Ketika ayahandanya, Sultan Abdul Kahar meninggal dunia, Abdul Khair baru menginjak usia dewasa, sehingga ia terpaksa memangku jabatan sebagai Sultan dalam usia muda.
Dalam lontara Gowa disebutkan bahwa Sultan Abdul Khair kawin di Makasar pada tahun 1646 dengan puteri Raja Gowa Malikul Said yang bernama Karaeng Bonto Jene, setelah beberapa tahun menjadi Sultan. Dari perkawinan ini lahir seorang putra yang kelak menjadi Sultan Bima III (Sultan Nuriddin), dan tiga anak perempuan lainya.
Pada masa pemerintahan Sultan Abdul Khair Sirajuddin tercatat beberapa peristiwa penting bagi kerajaan Bima, diantaranya :
1. Penyesuaian hukum adat dengan hukum islam sehinga pemerintahan kerajaan Bima berjalan sebagaimana lazimnya kerajaan islam.
2. Penyesuain bentuk majelis kerajaan dengan memasukan unsur-unsur agam Islam
3. Memperluas penyiaran agama Islam dengan mewajibkan pelaksanaan “syariat” Islam Dan memberikan kedudukan tersendiri bagi mubaligh-mubaligh.
4. Memerintahkan penyempurnaan Kitab catatan Kerajaan dengan membuat “BO” yang tertulis di atas kertas dengan hurup arab berbahasa melayu.
5. Melindungi dan mengembangkan kesenian dan memerintahkan untuk mempertunjukan kesenian terbaik di Istana Kerajaan pada waktu perayaan di istana, seperti peringatan Maulud Nabi Muhamadan S.A.W. yang disebut “ sirih puan”.
6. Menetapkan hari-hari besar kerajaan yang diperingati secara adat pada setiap tahunya. Oleh majelis kerajaan, hari-hari besar itu disebut Rawi Sara Ma Tolu Kali Sa Mbaa, yaitu :
a. Peringatan Maulud Nabi Muhammad s.a.w tanggal 12 Rabi’ulawal 1030 Hijrah. Upacara ini lebih dikenal dengan nama Upacara Sirih-puan, atau Ua-pua.
b. Hari Raya Idul Fitri.
c. Hari Raya Idul Adha.
Sebagai sekutu kerajaan Gowa, Sultan Abdul Khair selalu bahu membahu dengan iparnya, yaitu I Mallombasi Daeng Mattawang atau yang lebih dikenal dengan nama Sultan Hasanuddin dari Gowa dalam menentang Belanda.
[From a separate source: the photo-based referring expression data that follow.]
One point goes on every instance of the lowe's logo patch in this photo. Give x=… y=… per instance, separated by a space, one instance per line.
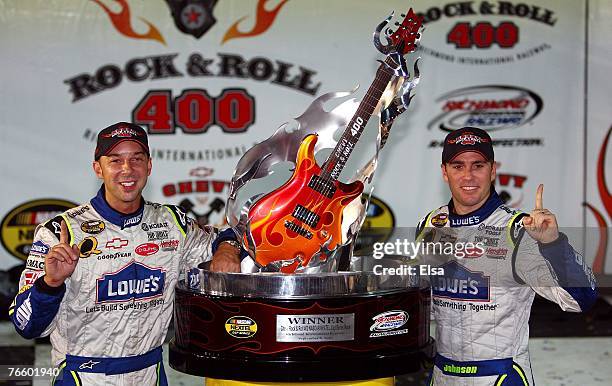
x=134 y=281
x=459 y=283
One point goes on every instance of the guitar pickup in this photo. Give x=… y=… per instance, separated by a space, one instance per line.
x=306 y=216
x=298 y=229
x=322 y=185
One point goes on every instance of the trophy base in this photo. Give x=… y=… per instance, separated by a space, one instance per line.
x=222 y=368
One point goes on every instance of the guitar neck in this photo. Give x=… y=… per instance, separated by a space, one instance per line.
x=337 y=160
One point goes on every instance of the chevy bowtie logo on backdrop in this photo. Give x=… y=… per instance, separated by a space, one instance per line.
x=117 y=243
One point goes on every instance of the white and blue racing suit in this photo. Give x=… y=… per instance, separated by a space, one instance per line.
x=108 y=321
x=482 y=302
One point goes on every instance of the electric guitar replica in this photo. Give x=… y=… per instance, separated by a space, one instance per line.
x=303 y=217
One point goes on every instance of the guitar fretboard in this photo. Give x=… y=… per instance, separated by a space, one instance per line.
x=337 y=160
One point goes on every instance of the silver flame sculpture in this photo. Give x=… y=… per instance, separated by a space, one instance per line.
x=283 y=145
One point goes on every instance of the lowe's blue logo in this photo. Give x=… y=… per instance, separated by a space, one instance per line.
x=459 y=283
x=134 y=281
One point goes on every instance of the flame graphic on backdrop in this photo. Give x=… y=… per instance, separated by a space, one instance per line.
x=263 y=22
x=122 y=23
x=606 y=199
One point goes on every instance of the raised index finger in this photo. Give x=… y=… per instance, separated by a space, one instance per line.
x=539 y=194
x=63 y=233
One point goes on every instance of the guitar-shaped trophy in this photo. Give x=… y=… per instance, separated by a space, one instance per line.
x=302 y=224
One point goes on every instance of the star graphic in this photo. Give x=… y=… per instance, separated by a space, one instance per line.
x=193 y=16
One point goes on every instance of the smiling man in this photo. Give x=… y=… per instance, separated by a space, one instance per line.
x=100 y=277
x=481 y=304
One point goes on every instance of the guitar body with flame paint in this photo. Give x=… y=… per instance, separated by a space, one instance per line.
x=303 y=218
x=279 y=232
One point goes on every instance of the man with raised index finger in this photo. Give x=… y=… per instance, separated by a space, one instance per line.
x=502 y=258
x=100 y=277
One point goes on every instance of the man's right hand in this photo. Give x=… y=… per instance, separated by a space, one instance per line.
x=61 y=260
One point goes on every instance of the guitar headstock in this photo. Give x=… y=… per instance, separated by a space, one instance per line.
x=404 y=38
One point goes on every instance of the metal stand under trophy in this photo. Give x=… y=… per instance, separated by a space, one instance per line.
x=304 y=309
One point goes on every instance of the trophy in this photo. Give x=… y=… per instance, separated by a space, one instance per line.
x=303 y=225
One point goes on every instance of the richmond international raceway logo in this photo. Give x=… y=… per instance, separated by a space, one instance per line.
x=193 y=17
x=490 y=107
x=599 y=262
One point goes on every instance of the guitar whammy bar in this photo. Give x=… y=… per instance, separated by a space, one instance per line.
x=302 y=225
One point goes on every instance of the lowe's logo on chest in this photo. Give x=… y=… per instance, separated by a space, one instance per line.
x=459 y=283
x=134 y=281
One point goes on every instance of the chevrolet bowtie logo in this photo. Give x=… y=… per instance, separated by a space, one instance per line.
x=88 y=365
x=116 y=243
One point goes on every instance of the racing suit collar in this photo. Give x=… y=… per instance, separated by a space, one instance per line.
x=477 y=216
x=120 y=219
Sultan Abdul Khair memerintah daerah yang cukup luas dan strategis bagi pelayaran perdagangan, seperti: Sumba, Flores Barat dan pulau-pulau di antara Flores dan Sumba. Oleh karena itu pula di dalam Perjanjian Bongaya yang ditandatangani pada hari jumat tanggal 18 Nopember 1667, tiga pasal diantaranya menyangkut kerajaan Bima. Walaupun perjanjian itu dengan terpaksa telah ditandatangani oleh Sultan Hasanuddin Dan raja-raja lainya, Karaeng Bontomarannu, Sultan Bima, Raja Tallo Sultan Harun Al Rasyid, dan Karaeng Lengkoso tetap belum mau menandatangani perjanjian Bongaya pada tanggal 9 dan 31 Maret 1668. Sedangkan kerajaan Bima baru menyerah kepada Belanda pada tanggal 8 Desember 1669 dengan suatu perjanjian yang ditandatangani di Jakarta oleh Jeneli Monta Abdul Wahid dan Jeneli Parado La Ibu atas nama Sultan Bima. Meskipun secara resmi kerajaan Bima telah menyerah, namun dalam prakteknya pemerintah kerajaan sepenuhnya berjalan menurut kebijakan Sultan Abdul Khair. Kekuasan Belanda hanya tampak dalam urusan perdagangan, yang dikendalikan seorang kuasa usaha, yang dikenal sebagai Khojah Ibrahim.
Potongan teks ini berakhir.